His eyes barely move over my head, like an aircraft flying too low, in danger of crashing.
It never happens, though.
He knows I’m watching him with a famished look on my face. I don’t care who’s watching me. I can’t touch this man even if I wanted to.
And then, as I run a napkin over my lips and swallow the mix of cake, Chantilly cream, and blueberry, a miracle happens.
Painted in stark disinterest, his stare moves from the group of people conversing at the head of the table and slants toward me.
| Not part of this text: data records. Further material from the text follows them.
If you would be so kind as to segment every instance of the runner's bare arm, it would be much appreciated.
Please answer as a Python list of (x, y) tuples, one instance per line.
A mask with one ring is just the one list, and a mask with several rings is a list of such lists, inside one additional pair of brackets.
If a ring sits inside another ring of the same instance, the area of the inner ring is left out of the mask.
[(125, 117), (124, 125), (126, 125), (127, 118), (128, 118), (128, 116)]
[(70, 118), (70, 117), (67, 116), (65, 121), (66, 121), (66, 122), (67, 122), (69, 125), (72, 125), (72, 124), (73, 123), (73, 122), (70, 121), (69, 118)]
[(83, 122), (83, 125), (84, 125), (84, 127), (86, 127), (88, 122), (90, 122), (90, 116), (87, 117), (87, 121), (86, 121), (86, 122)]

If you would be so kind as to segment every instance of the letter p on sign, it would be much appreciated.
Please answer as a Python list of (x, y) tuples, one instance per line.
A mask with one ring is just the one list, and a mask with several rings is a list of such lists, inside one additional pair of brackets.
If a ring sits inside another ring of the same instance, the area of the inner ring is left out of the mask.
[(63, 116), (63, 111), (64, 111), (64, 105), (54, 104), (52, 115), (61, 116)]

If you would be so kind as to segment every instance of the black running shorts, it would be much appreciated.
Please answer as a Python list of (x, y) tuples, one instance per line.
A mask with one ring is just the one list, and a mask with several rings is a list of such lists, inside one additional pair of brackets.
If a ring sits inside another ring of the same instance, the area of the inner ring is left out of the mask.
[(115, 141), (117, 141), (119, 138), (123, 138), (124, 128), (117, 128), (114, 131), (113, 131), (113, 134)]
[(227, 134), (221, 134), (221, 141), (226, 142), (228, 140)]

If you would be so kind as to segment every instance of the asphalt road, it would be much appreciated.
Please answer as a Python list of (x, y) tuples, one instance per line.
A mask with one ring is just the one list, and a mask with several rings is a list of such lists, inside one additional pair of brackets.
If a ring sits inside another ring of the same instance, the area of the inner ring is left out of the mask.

Our eyes connect, and something changes in his gaze.
A faint light blooms in the depths of his eyes as if he’s finally found the only interesting thing in the room.
Completely floored at the level of attention I receive, I stay frozen in my seat, impressed yet shattered to pieces.
I have wanted him to look at me like that for so long, and now that he does, my world crumbles before his very eyes.
He must be fully aware of the pilfering of my soul happening right now.
There’s nothing I can do to stop it.
That look on his face as he has his gaze fixed on me tells me everything I need to know.
He sees me.
For the first time in my life, someone trulyseesme.
That thought alone rebuilds my confidence, fuels my naughtiest dreams, and nourishes my optimism.
Maybe not all is lost.
Maybe I won’t be the victim in this story.
Maybe a year from now, I won’t be living in a golden cage, my life oscillating between forced silence, cruel punishments, and a performative existence.
Or maybe he is as bad as the rest of them.
I won’t know that unless I try to learn more about him.
He rips his eyes away from me, with no conclusive expression on his face.
It’s hard to impress this man, and no amount of effort, money spent on my looks, silly grinning, or bedroom eyes can sway him the other way.
He always seems unimpressed with women, and I’m not the exception to the rule.
Just by looking at him, I can’t tell whether he’s a good man or a bad man. In all fairness, I’ve never gotten closer to a good man, so I lack a point of reference.
He must be bad. Worse than many. How else can he survive in this world?
I wish I knew what made him tick. What had attracted him to that woman? Vittoria Pietro was it, wasn’t it?
If he is, in fact, attracted to her, why did he send her away? And did he?
Or is she waiting for him to finish his dinner?
He must’ve asked her to wait for him.
I’m familiar with how these men operate.